The vehicle inspections have snarled trade along the 13 ports of entry used to ship cargo between 4 Mexican border states and Texas. Calling it one of several “aggressive actions by the State of Texas to secure the border in the wake of President Biden’s decision to end Title 42 expulsions,” Abbott ordered the Texas Department of Public Safety (DPS) to conduct “safety inspections” of all cargo vehicles. State police installed checkpoints just beyond the ports of entry, where Customs and Border Protection (CBP) personnel already carry out inspections of entering cargo traffic, forcing Mexican trucks to undergo two separate procedures.

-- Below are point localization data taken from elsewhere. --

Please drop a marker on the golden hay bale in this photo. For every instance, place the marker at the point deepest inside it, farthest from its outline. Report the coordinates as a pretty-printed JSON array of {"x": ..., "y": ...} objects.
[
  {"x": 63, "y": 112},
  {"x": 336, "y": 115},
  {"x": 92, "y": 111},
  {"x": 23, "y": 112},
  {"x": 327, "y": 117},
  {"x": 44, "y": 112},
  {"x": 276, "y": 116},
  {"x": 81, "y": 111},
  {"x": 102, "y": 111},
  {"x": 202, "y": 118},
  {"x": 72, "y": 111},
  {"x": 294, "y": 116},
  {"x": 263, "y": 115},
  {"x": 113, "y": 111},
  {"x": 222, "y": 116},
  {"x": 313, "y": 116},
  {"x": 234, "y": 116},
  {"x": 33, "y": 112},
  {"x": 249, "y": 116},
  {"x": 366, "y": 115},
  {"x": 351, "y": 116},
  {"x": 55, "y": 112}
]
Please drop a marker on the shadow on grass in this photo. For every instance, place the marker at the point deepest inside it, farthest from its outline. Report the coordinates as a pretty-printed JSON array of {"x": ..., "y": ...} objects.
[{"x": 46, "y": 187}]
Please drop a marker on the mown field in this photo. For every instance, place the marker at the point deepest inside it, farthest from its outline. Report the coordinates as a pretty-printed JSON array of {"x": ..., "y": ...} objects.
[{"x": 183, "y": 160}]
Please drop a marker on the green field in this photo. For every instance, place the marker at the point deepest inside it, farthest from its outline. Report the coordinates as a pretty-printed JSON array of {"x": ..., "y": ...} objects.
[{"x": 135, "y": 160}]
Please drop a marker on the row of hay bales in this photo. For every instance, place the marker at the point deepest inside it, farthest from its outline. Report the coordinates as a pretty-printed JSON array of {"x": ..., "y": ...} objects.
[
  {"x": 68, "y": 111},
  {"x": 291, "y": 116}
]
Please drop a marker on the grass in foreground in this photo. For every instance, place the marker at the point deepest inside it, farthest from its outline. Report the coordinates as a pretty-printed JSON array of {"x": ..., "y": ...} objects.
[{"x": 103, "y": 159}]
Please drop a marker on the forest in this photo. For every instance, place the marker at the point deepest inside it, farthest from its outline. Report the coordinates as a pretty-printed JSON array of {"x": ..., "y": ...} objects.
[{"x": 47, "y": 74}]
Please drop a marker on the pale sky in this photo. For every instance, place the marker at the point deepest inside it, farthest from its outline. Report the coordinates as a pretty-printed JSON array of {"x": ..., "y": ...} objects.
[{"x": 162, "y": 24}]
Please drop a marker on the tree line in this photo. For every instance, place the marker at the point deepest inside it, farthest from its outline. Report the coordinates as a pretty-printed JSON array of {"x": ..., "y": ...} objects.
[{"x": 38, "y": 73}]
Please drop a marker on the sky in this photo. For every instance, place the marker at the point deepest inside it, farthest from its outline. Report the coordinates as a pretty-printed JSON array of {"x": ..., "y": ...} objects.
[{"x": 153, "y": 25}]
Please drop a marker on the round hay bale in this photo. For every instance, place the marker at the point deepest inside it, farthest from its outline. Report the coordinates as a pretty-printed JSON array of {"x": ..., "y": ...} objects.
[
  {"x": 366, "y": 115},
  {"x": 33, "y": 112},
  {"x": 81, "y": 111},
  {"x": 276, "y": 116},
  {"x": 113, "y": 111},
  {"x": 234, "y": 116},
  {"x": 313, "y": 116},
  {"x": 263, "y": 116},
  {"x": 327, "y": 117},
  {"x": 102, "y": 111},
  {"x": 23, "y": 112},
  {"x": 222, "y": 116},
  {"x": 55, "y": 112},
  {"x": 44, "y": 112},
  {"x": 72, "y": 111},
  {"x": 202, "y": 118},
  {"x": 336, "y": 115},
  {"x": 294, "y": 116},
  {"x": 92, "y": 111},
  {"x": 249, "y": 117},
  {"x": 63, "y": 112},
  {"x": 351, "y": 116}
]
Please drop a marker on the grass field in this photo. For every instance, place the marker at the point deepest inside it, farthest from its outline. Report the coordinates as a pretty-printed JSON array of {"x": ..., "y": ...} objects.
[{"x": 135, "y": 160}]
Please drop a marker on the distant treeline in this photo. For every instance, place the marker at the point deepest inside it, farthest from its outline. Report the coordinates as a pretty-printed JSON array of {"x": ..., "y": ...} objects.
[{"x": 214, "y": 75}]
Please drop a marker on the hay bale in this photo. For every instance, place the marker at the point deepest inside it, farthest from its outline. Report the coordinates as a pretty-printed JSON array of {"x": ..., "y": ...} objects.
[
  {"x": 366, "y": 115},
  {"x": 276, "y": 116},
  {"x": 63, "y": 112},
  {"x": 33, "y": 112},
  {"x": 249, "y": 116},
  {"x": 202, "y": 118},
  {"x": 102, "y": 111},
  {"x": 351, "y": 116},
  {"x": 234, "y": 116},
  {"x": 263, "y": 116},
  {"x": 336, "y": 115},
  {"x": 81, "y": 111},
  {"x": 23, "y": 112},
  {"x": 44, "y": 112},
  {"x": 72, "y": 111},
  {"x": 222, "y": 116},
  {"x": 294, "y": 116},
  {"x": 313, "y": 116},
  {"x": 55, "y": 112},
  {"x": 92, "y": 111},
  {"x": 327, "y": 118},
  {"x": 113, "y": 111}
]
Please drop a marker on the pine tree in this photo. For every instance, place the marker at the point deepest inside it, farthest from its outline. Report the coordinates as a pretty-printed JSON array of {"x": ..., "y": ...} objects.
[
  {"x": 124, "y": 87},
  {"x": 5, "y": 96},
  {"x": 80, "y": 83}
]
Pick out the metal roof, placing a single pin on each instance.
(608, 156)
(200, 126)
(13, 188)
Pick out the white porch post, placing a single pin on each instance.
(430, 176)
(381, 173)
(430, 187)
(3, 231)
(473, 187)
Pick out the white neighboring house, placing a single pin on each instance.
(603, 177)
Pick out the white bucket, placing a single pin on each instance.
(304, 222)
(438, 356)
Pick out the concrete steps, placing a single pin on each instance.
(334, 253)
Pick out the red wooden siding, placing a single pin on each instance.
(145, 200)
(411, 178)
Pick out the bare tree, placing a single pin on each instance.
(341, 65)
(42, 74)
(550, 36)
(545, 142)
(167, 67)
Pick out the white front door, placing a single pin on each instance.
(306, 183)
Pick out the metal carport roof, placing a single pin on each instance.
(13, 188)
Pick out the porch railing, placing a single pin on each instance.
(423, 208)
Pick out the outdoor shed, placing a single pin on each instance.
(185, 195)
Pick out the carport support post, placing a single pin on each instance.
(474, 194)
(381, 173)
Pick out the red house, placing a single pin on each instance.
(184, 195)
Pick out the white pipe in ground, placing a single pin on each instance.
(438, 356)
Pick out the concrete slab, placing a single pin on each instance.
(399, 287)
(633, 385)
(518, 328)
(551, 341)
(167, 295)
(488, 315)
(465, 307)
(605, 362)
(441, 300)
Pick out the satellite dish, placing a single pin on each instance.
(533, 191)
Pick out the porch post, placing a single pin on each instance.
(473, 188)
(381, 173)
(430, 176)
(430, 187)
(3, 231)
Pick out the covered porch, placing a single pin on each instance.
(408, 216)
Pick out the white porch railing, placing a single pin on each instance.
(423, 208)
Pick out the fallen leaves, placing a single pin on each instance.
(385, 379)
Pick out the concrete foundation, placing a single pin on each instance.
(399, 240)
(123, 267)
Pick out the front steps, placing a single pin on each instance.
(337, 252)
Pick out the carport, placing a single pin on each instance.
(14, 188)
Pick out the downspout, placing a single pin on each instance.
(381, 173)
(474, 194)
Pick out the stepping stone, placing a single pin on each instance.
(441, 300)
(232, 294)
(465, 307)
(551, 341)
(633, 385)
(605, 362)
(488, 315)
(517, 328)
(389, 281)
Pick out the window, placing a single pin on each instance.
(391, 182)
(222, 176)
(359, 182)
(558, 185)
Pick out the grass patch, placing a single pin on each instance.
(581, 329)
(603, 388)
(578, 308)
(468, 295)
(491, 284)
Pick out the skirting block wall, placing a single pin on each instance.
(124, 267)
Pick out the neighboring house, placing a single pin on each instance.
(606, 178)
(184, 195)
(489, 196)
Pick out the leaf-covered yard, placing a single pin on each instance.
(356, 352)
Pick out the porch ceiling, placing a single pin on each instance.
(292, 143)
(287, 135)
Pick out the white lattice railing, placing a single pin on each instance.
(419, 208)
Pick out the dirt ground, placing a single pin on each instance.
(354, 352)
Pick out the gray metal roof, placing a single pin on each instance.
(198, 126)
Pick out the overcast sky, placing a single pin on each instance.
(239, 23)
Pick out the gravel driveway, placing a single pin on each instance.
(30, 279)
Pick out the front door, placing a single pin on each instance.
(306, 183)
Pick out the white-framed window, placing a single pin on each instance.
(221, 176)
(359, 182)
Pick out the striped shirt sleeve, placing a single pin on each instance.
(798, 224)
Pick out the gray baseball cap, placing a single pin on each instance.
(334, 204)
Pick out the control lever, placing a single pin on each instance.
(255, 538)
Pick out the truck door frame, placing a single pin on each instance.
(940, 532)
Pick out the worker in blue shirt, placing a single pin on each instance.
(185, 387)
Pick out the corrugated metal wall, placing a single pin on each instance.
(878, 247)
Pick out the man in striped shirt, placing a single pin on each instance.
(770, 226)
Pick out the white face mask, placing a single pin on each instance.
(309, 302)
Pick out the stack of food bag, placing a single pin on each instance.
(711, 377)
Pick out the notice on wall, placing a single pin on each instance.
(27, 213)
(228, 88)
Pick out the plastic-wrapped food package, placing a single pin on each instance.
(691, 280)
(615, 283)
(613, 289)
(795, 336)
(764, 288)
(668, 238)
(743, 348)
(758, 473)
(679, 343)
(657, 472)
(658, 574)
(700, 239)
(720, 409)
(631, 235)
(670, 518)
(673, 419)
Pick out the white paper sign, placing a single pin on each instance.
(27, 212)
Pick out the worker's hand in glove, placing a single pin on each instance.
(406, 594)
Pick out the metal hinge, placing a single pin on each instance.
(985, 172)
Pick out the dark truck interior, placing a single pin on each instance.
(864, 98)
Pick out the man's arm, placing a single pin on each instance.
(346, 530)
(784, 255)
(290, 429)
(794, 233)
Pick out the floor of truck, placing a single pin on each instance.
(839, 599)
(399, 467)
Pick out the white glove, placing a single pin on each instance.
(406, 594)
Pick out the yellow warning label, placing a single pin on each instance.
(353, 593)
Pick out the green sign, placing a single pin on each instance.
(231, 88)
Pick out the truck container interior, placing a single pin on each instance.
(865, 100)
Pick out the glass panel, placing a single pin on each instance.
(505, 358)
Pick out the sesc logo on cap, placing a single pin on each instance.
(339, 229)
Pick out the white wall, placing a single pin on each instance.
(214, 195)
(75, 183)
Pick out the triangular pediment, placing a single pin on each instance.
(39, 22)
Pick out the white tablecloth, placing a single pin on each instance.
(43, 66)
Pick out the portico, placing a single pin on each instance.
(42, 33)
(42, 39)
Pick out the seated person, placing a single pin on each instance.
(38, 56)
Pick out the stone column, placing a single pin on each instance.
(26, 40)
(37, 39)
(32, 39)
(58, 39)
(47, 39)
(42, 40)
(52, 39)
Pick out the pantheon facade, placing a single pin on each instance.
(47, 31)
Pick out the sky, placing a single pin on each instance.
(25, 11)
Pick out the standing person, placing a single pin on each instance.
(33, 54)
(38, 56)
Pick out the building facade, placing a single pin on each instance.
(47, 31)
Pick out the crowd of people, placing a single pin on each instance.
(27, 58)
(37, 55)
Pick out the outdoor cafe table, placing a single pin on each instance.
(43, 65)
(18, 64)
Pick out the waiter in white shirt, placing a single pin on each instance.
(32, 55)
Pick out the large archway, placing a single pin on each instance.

The Texas police have been taking more than 45 minutes to inspect each truck; as of April 13 they had turned nearly a quarter of them back to Mexico, citing defective headlights or taillights, brakes, or tires. The operation “hasn’t intercepted any drugs or immigrants,” DPS Director Steven McCraw said to the Wall Street Journal.
“I know in advance this is going to dramatically slow traffic from Mexico into Texas,” Gov. Abbott said before the operation began. The resulting slowdown has been dramatic, backing thousands of trucks as much as eight miles into Mexico from some ports of entry. The “safety inspections” forced some truckers to wait more than 36 hours to cross, often while carrying perishable products.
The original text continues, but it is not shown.